You need to apprise yourself of as many of the facts surrounding the work before you are in a position to accept it. The answers to the questions below will help you to decide the next steps:
– Why has the previous actuary ‘resigned the post without notice’?
– And in the middle of preparing a report? This in itself arouses suspicion. There may be issues under PCS 7.5 arising from both of these points.
– Have the trustees given you a complete picture? At one extreme, there are possibilities of unprofessional behaviour. At the other, it could be that the resignation was forced by pressures to produce numbers not in accordance with the facts; the financial situation the company suggests this is possible. Section 3.4 of the PCS may help here.
– What sort of report is due shortly? If it is a statutory report required by the Pensions Regulator, a formal approach might be made by the trustees to have the date of submission deferred, with due explanation of the circumstances. You can then confer with the outgoing actuary before making any formal decision. If it is a periodic report for the trustees and/or employer, a delay in its completion is highly recommended. Section 2.3 of the PCS warns us about accepting work with onerous time constraints.
A number of other issues present themselves:
– It is unlikely that ‘the preparatory work and calculations’ can be used as anything other than a benchmark check. It is your name on the bottom of any report and you have to be professionally satisfied with its content (see section 3.4 of the PCS).
– You cannot act without being aware of as many of the facts as possible. There may be good reason to decline this assignment, or a least defer it until the truth of the matter can be fully appraised.
– There is no obligation on you to contact the previous actuary where this is physically impossible. But every effort must be made. All pertinent facts must then be weighed in the decision to proceed. (See sections 7.2 and 7.3 of the PCS.)
– Your senior partner should be approached for guidance before a decision is taken (see sections 1.4 and 1.5 of the PCS).

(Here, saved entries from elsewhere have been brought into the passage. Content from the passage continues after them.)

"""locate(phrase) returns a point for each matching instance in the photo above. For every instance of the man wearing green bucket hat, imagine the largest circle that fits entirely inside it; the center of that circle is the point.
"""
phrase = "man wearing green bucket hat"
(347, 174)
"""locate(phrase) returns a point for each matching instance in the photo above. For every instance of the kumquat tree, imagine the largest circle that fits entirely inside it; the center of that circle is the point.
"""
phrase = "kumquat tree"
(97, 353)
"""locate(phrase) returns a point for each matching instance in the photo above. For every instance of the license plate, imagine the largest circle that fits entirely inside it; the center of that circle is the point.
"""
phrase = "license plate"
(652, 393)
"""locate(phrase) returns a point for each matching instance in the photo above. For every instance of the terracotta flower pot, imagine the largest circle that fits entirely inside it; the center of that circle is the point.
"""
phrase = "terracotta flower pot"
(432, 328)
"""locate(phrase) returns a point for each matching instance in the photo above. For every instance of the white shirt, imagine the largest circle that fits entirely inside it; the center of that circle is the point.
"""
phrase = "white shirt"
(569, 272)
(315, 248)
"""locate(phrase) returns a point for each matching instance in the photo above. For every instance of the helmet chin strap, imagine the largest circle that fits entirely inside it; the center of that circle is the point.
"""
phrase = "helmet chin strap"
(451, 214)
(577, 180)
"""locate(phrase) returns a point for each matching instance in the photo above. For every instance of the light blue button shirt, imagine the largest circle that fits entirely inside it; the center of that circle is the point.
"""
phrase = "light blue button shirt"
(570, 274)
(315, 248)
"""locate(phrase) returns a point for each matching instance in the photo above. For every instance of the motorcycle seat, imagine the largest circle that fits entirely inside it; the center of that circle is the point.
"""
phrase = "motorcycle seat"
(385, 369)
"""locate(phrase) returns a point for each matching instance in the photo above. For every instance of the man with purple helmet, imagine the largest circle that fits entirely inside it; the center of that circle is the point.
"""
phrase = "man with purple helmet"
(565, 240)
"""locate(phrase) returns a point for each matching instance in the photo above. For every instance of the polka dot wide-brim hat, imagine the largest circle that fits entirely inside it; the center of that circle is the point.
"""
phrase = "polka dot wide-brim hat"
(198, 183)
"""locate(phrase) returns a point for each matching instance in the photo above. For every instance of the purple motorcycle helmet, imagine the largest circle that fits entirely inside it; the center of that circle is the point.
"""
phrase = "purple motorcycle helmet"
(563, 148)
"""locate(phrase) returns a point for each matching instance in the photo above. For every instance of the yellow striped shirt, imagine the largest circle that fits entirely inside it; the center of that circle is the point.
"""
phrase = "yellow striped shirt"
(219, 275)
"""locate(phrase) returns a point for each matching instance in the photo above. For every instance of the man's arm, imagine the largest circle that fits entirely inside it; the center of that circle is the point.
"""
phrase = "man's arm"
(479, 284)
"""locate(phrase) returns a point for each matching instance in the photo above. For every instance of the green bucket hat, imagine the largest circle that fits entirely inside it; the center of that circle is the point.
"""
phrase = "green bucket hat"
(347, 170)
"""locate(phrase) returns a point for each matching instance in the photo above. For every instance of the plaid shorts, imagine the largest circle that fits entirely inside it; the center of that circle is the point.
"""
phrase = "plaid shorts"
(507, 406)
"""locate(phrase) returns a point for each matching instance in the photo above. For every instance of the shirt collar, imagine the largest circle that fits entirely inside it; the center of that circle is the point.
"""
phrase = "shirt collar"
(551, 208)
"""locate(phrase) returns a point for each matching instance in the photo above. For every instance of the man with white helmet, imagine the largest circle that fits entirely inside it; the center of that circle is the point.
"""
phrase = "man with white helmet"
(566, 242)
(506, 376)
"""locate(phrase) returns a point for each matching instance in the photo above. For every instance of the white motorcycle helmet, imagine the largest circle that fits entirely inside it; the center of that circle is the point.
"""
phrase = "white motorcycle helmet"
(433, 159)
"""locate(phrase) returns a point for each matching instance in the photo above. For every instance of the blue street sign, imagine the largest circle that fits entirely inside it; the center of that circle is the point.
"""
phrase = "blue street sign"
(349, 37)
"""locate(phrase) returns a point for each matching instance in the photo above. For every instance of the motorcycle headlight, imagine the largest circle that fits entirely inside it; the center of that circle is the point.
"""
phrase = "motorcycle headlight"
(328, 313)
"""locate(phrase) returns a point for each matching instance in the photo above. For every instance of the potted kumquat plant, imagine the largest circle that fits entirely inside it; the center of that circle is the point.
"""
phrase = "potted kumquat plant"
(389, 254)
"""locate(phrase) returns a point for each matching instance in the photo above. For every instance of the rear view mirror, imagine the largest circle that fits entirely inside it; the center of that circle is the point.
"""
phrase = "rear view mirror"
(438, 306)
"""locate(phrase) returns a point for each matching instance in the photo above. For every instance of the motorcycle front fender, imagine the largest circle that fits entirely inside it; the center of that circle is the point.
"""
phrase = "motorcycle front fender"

In all probability, your firm is being recruited to perform the analysis (not you) and he or she will be keen to be involved in the decision.
– If you decide to defer a decision, you should explain the professional issue to the trustees. Section 2.3 of the PCS is a guide here again. You should not claim that ‘no actuary could accept this assignment’ (see section 8.1 of the PCS).
– If you agree to proceed, you should ask for previous copies of this report, as part of the data for analysis, and indeed all other relevant communications prepared by the former scheme actuary (see section 3.4 of the PCS).
– If the facts indicate possible impropriety on behalf of the previous scheme actuary, the detail should be discussed first with your senior partner, and then with the actuary himself (see sections 2.5 and 4.5 of the PCS). If explanation for actions cannot be satisfactorily obtained, then it will probably be appropriate to contact the Professional Guidance Committee for further guidance (see section 1.5 of the PCS and the definition of professional body).